No high-energy photons from the core reach the surface at all. The sun is opaque to these photons 100% of the gamma rays released by nuclear fusion and X-rays from the central part of the sun are absorbed by the dense plasma that forms the sun.
Gamma rays and X-rays are both high-energy photons. The difference is how they are formed: X-rays from the interactions of electrons, gamma rays from the interactions in nuclei (and in the sun, from the fusion of nuclei) Gamma rays tend to have a higher energy than X-rays, although there is some overlap.

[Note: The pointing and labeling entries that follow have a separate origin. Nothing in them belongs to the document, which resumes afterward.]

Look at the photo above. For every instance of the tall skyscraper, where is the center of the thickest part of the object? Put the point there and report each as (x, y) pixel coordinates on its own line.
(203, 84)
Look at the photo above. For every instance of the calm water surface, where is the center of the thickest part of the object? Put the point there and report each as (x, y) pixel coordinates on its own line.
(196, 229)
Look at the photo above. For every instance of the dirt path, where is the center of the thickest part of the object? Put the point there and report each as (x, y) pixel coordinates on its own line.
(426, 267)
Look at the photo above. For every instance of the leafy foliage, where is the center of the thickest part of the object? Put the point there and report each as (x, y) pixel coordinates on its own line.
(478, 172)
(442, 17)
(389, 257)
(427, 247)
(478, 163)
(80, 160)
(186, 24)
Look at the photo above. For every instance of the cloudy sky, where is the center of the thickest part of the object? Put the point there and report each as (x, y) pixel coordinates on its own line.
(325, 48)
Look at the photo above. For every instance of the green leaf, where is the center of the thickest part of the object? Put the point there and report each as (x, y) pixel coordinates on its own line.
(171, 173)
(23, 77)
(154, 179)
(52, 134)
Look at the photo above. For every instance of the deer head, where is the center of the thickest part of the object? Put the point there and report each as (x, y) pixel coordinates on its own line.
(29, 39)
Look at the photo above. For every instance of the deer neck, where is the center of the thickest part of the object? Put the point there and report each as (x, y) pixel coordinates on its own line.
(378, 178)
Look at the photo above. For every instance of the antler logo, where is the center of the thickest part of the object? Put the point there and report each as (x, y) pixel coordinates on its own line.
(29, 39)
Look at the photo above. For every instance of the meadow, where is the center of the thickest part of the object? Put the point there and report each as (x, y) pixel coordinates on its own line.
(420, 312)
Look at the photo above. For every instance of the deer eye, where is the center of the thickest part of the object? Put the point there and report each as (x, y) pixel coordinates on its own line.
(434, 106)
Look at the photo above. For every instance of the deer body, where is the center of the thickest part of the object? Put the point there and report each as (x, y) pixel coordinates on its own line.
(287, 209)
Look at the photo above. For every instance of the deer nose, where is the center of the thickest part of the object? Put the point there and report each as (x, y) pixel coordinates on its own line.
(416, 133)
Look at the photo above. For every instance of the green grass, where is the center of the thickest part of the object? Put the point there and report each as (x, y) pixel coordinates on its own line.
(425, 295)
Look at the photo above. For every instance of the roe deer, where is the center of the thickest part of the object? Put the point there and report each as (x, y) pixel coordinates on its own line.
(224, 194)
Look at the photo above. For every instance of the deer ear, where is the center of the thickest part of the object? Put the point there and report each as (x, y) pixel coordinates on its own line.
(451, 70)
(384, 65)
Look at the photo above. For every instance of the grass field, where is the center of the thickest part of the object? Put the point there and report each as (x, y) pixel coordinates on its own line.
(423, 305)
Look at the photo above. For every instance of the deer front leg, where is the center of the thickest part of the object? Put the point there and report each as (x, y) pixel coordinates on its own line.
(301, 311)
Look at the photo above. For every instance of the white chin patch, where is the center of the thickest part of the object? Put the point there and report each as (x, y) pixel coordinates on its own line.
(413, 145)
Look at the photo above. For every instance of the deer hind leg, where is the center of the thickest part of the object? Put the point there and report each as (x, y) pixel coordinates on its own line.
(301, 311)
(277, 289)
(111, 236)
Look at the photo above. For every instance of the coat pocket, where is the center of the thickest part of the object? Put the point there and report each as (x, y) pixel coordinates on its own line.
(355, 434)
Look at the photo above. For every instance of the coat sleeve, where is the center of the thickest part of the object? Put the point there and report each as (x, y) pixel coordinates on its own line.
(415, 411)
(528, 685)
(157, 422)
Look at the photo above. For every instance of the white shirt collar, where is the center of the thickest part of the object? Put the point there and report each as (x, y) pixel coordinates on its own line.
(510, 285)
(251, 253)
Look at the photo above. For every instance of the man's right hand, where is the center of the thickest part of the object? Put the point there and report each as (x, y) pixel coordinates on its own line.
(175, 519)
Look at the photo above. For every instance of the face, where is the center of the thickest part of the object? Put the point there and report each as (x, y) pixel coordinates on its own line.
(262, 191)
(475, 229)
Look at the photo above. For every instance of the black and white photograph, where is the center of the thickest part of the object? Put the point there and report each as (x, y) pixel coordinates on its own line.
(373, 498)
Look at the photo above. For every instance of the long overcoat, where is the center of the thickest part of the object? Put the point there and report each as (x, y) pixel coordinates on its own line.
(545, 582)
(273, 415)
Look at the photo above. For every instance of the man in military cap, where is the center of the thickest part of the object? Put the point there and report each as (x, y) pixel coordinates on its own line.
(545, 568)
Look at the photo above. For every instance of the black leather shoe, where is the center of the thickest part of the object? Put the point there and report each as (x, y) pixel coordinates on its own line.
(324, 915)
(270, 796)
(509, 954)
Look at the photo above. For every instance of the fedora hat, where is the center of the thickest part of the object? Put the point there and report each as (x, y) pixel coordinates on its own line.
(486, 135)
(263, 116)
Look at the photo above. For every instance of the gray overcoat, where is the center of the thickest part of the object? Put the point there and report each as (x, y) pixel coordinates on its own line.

The sun is made of fully ionized plasma, there are no "atoms" only atomic nuclei (mostly hydrogen and helium) and a lot of free electrons. In the sun, this plasma is compressed very to form a very dense substance. It is much denser than lead. Lead has a density of about 11g/cm³, the core of the sun has a density of about 160g/cm³. It is this high density of both nuclei and electrons, as much as anything else, that makes the core of the plasma completely opaque to gamma radiation.
The surface of the sun (the level of the atmosphere at which it becomes transparent to light) is at a temperature of about 5800K, and so too cool to emit (more than a negligible amount of) X-rays.
Instead, all the X-rays produced by the sun are emitted by the sun's atmosphere. Here magnetic fields heat the (thin, rarified) plasma to millions of degrees, and it is this superheated plasma that emits X-rays.
Gamma radiation can be produced by the interaction of the sun's atmosphere with cosmic radiation.
The X-ray flux is coming from the thin atmosphere and is much lower than the flux of visible light from the sun's surface. (By a factor of about ten million).